The word “percentage” itself comes from Lat. “pro centum”, which means “hundredth part”. In 1685, the book “Manual of Commercial Arithmetic” by Mathieu de la Porte was published in Paris. In one place they talked about percentages, which were then designated “cto” (short for cento). However, the typesetter mistook this “cto” for a fraction and typed “%”. So, due to a typo, this sign came into use.

6. Ampersand "&"



The authorship of the ampersand is attributed to Marcus Tullius Tiron, a devoted slave and secretary of Cicero. Even after Tyrone became a freedman, he continued to write down Ciceronian texts. And by 63 BC. e. invented his own system of abbreviations to speed up writing, called “Tironian signs” or “Tironian notes” (Notæ Tironianæ, the originals have not survived), which were used until the 11th century (so at the same time Tiron is also considered the founder of Roman shorthand).

7. Question mark "?"



It has been found in printed books since the 16th century, but to express a question it was fixed much later, only in the 18th century.

The design of the sign comes from the Latin letters q and o (quaestio - search for [an answer]). Initially they wrote q over o, which was then transformed into the modern style.

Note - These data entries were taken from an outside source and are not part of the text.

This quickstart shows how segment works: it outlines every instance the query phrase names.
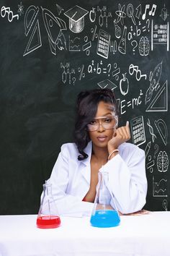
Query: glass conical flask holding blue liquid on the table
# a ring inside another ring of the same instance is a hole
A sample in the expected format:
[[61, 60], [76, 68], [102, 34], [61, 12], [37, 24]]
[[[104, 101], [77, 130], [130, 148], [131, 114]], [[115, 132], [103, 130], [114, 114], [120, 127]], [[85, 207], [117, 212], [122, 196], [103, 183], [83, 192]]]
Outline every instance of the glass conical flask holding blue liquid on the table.
[[115, 208], [112, 192], [109, 192], [108, 177], [107, 172], [99, 171], [97, 194], [90, 218], [91, 226], [108, 228], [120, 224], [120, 216]]

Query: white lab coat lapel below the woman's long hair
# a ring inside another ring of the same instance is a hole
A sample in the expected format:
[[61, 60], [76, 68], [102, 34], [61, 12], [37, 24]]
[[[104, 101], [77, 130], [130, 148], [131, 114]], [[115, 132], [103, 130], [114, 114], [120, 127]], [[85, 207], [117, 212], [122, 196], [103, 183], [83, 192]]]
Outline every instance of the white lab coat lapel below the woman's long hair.
[[80, 168], [81, 168], [81, 175], [84, 176], [84, 179], [86, 179], [86, 182], [90, 184], [90, 178], [91, 178], [91, 166], [90, 166], [90, 159], [91, 159], [91, 149], [92, 149], [92, 143], [89, 142], [86, 146], [84, 152], [86, 152], [88, 158], [81, 161]]

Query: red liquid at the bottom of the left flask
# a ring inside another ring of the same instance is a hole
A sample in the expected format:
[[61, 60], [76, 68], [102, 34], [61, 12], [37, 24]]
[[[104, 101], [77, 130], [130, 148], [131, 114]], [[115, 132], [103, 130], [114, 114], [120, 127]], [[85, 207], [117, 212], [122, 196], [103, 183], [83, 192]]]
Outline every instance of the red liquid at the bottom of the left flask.
[[40, 229], [55, 229], [61, 225], [61, 219], [58, 216], [40, 216], [37, 218], [37, 227]]

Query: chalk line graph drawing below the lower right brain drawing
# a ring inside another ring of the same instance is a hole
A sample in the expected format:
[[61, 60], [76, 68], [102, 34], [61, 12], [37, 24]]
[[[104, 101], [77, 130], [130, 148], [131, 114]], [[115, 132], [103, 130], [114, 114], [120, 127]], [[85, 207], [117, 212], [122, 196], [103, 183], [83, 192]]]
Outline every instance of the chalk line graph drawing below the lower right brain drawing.
[[153, 176], [153, 197], [167, 197], [166, 182], [167, 179], [161, 179], [159, 182], [155, 182]]

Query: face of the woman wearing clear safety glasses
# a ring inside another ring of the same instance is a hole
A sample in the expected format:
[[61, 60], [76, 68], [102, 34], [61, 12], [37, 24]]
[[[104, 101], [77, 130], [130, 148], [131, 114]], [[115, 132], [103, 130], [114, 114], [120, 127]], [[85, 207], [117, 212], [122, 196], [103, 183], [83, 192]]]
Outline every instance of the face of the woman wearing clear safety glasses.
[[91, 120], [91, 123], [89, 124], [89, 129], [94, 126], [98, 128], [93, 131], [89, 130], [89, 137], [93, 142], [93, 145], [99, 148], [107, 147], [107, 143], [109, 142], [109, 140], [112, 139], [112, 136], [115, 132], [114, 128], [108, 129], [108, 127], [110, 127], [110, 122], [112, 122], [110, 118], [112, 118], [112, 116], [114, 115], [115, 113], [113, 111], [112, 104], [105, 103], [104, 101], [99, 102], [99, 105], [97, 107], [97, 114], [94, 120]]

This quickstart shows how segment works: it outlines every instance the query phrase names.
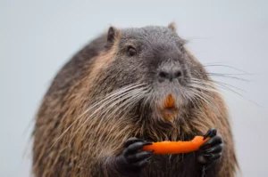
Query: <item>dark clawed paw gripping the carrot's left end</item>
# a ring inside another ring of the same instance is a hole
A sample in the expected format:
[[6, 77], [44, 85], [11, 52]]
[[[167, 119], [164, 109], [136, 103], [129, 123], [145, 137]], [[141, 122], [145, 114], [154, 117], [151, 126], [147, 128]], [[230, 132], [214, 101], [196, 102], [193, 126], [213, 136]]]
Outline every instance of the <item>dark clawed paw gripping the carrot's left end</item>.
[[121, 173], [139, 172], [147, 165], [153, 151], [143, 151], [142, 148], [152, 144], [138, 138], [130, 138], [125, 141], [124, 149], [119, 157], [116, 157], [116, 166]]

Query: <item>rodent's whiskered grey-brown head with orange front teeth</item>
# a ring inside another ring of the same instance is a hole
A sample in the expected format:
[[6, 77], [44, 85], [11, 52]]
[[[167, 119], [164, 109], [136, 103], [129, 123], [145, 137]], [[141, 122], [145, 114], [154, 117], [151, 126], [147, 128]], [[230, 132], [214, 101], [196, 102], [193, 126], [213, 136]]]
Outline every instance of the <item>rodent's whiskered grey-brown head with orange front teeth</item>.
[[124, 111], [138, 109], [137, 117], [178, 120], [201, 101], [212, 102], [209, 93], [214, 90], [205, 68], [185, 44], [173, 24], [111, 27], [105, 44], [109, 54], [104, 56], [102, 72], [94, 75], [95, 89], [111, 98], [116, 95], [114, 105]]

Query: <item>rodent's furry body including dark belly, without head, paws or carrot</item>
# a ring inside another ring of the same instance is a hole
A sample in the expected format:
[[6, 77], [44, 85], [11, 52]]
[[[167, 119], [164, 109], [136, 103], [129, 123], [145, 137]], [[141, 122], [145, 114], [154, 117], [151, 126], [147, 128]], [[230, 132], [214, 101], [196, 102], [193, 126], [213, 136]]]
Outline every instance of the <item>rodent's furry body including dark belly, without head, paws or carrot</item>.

8. Asterisk, or asterisk “*”



Was introduced in the 2nd century BC. e. in the texts of the Library of Alexandria by the ancient philologist Aristophanes of Byzantium to indicate ambiguities.

9. Parentheses "()"



Parentheses appeared in 1556 in Tartaglia (for radical expressions) and later in Girard. At the same time, Bombelli used a corner in the shape of the letter L as the initial bracket, and an inverted corner as the final bracket (1550); This notation became the progenitor of square brackets. Curly braces were proposed by Viet (1593). Still, most mathematicians then preferred to underline the expression being highlighted instead of parentheses. Leibniz introduced brackets into general use.

10. Tilde "~"



In most languages, the superscript tilde corresponds to a sign derived from the letters n and m, which in medieval cursive were often written above the line (above the previous letter) and degenerated into a wavy line in style.